Abstract
This presentation surveys Sir Ben Okri’s 2023 Tiger Work through an ‘aesthetics of necessity’ prism as deduced not only from its dedication to “those who love the world enough to fight for it,” but also from the book’s mystical Blakean intertext, the final lines of which ponder the Tyger’s creation. I propose that the urgent apocalyptic thrust and ecocritical underpinning of this multimodal, interdisciplinary collection of essays, poems, parables, stoku [an amalgam of Japanese Haiku and flash fiction], an epistle and allegorical short stories inform Okri’s narrative stance in his treatment of environmental science and the ambiguities of reality. I adopt an eco-critical lens that studies literature and the environment from an interdisciplinary viewpoint; where all sciences come together to analyse the environment and to brainstorm possible solutions for the correction of contemporary environmental chaos, while cognizant of causal laws of science, on the one hand, and the intentionality and consciousness of art, on the other. My argument references two works of Stephen O’Leary (‘Apocalyptic Argument and the Anticipation of Catastrophe: The Prediction of Risk and the Risk of Prediction’ 1997 and Arguing the Apocalypse: A Theory of Millennial Rhetoric 1998); Arne Naess (Ecology of Wisdom 2008); and Michael Chapman (Literary Transactions in South Africa 2025).
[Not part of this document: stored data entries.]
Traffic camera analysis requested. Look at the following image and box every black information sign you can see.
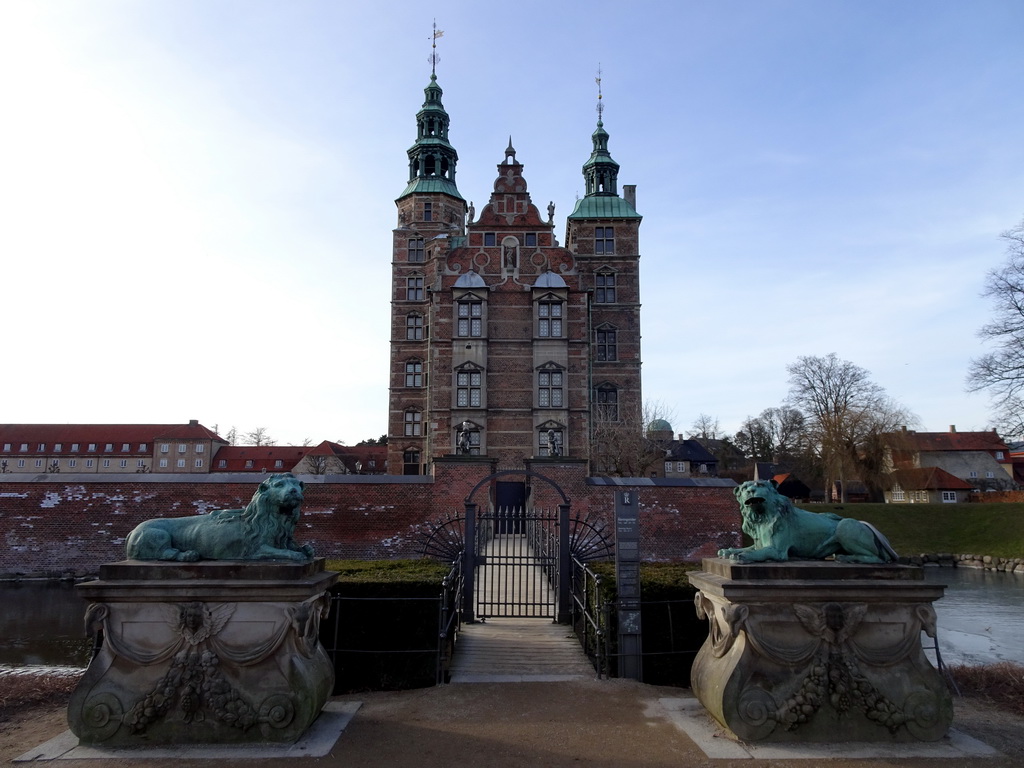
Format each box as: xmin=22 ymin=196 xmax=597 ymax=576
xmin=615 ymin=490 xmax=642 ymax=680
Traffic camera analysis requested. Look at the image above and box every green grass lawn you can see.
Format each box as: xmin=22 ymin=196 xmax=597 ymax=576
xmin=816 ymin=502 xmax=1024 ymax=559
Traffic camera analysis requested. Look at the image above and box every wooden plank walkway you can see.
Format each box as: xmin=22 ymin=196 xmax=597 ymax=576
xmin=448 ymin=617 xmax=596 ymax=683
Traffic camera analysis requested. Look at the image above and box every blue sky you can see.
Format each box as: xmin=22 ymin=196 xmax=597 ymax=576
xmin=2 ymin=1 xmax=1022 ymax=445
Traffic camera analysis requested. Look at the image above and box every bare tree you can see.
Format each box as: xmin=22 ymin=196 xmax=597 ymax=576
xmin=243 ymin=427 xmax=275 ymax=447
xmin=688 ymin=413 xmax=722 ymax=440
xmin=591 ymin=401 xmax=675 ymax=477
xmin=225 ymin=426 xmax=238 ymax=446
xmin=305 ymin=455 xmax=329 ymax=475
xmin=967 ymin=215 xmax=1024 ymax=438
xmin=787 ymin=353 xmax=915 ymax=502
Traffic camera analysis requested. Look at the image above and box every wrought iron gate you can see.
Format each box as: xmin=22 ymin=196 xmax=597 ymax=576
xmin=472 ymin=506 xmax=559 ymax=619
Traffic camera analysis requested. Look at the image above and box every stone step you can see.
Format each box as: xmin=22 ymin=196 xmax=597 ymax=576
xmin=449 ymin=617 xmax=595 ymax=683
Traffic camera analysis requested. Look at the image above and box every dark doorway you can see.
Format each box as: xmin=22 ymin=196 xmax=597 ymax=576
xmin=495 ymin=481 xmax=527 ymax=533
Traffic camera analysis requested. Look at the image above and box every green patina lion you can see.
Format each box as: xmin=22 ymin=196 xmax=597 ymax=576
xmin=718 ymin=479 xmax=897 ymax=564
xmin=125 ymin=473 xmax=314 ymax=562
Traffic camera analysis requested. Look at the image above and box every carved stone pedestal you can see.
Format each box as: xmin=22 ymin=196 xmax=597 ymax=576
xmin=68 ymin=559 xmax=338 ymax=746
xmin=690 ymin=558 xmax=952 ymax=743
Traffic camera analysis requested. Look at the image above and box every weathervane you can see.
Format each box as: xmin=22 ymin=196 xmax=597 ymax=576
xmin=595 ymin=63 xmax=604 ymax=122
xmin=429 ymin=20 xmax=444 ymax=75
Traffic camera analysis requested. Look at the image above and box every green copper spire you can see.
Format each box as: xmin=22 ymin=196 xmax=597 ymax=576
xmin=398 ymin=72 xmax=463 ymax=200
xmin=568 ymin=68 xmax=639 ymax=220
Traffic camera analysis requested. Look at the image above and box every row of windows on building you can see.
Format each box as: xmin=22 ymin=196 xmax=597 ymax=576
xmin=406 ymin=229 xmax=610 ymax=263
xmin=404 ymin=310 xmax=620 ymax=356
xmin=400 ymin=388 xmax=619 ymax=437
xmin=891 ymin=488 xmax=958 ymax=503
xmin=402 ymin=273 xmax=618 ymax=306
xmin=0 ymin=442 xmax=206 ymax=454
xmin=664 ymin=461 xmax=711 ymax=475
xmin=0 ymin=458 xmax=205 ymax=470
xmin=3 ymin=442 xmax=150 ymax=453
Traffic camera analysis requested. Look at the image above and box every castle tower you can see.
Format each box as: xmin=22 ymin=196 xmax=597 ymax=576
xmin=387 ymin=70 xmax=642 ymax=476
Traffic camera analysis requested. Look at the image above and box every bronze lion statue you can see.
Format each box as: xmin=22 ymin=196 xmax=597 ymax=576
xmin=125 ymin=473 xmax=314 ymax=562
xmin=717 ymin=479 xmax=897 ymax=564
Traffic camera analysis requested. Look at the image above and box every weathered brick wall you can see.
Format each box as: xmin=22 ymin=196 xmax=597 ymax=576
xmin=0 ymin=466 xmax=740 ymax=577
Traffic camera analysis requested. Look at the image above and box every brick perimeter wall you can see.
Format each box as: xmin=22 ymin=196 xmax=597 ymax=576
xmin=0 ymin=465 xmax=740 ymax=577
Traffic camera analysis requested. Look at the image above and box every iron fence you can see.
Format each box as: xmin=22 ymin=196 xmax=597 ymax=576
xmin=320 ymin=559 xmax=463 ymax=688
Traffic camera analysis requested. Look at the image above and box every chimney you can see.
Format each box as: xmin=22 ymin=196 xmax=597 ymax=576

Of necessity, too, I adopt a phenomenological ecocritical approach to critical environmental issues, such as water scarcity, climate change, global warming, deforestation, and reading for meaning that fall under the conceptual carapace of Okri’s “existential creativity” within the overriding theme of conservation. I conclude by citing lines from four of Okri’s 2021 A Fire in My Head poems− “Finding the Present,” “closed. still open” and “Notre Dame is Telling Us Something,”and climaxing with “Grenfell Tower, June 2017”− in illustration of his penetrating engagement with environmental issues and his ardent plea for change.
Biography
Dr. Rosemary Alice Gray is a BA, Senior Teachers Diploma (UCT); BA Honours, MA cum laude, Dlitt.et Phil. (Unisa). Rosemary is Emeritus Professor in the Department of English at the University of Pretoria, South Africa. She is a rated researcher, specializing in Anglo-Saxon, Middle English and Pan-African texts. Her current research interest is the work of Ben Okri, and she has written or presented over fifty papers on Okri’s oeuvre, plus a Bloomsbury Academic monograph entitled, The Tough Alchemy of Ben Okri: The writer as conceptual artist.
Like Sir Ben Okri, she had planned to become a scientist, but fate dictated that she studied languages (French, Latin, German, Anglo-Saxon and Middle English). Growing up in East Africa, she perforce added Kiswahili, and returning to South Africa, Afrikaans. She has pursued her scientific bent by marrying a scientist, a Geo-Chemist; is a Fellow of the International Eskom Exco for Young Scientists and former Board Member of EEYS and Le Mouvement International pour le loisire scientifique et technologique (MILSET), adjudicating the annual UP Dr Derek Gray Gold Medal Award and the Dr Meiring Naude Gold Medal Award (for the Top Young Scientists).
She is Honorary Life Vice President of the English Academy of Southern Africa and Managing Editor of the English Academy Review: A Journal of English Studies.
Her book publications include Broken Strings: The Politics of Poetry and Sounding Wings: Short Stories from Africa (with Stephen Finn, Longmans), A Tribute to JRR Tolkien (Unisa Press), Light Comes Out of the Darkness: The History of Expo for Young Scientists (OUP); A Glass Half Full or Half Empty? The Challenges of Political Succession and Elections in Africa (Ssali pubs.); Commemorative Snapshots: Recalibrating Our Blue Diamond (Ssali) and Hunger for the Light: The Challenges of an African Life (Unisa Press).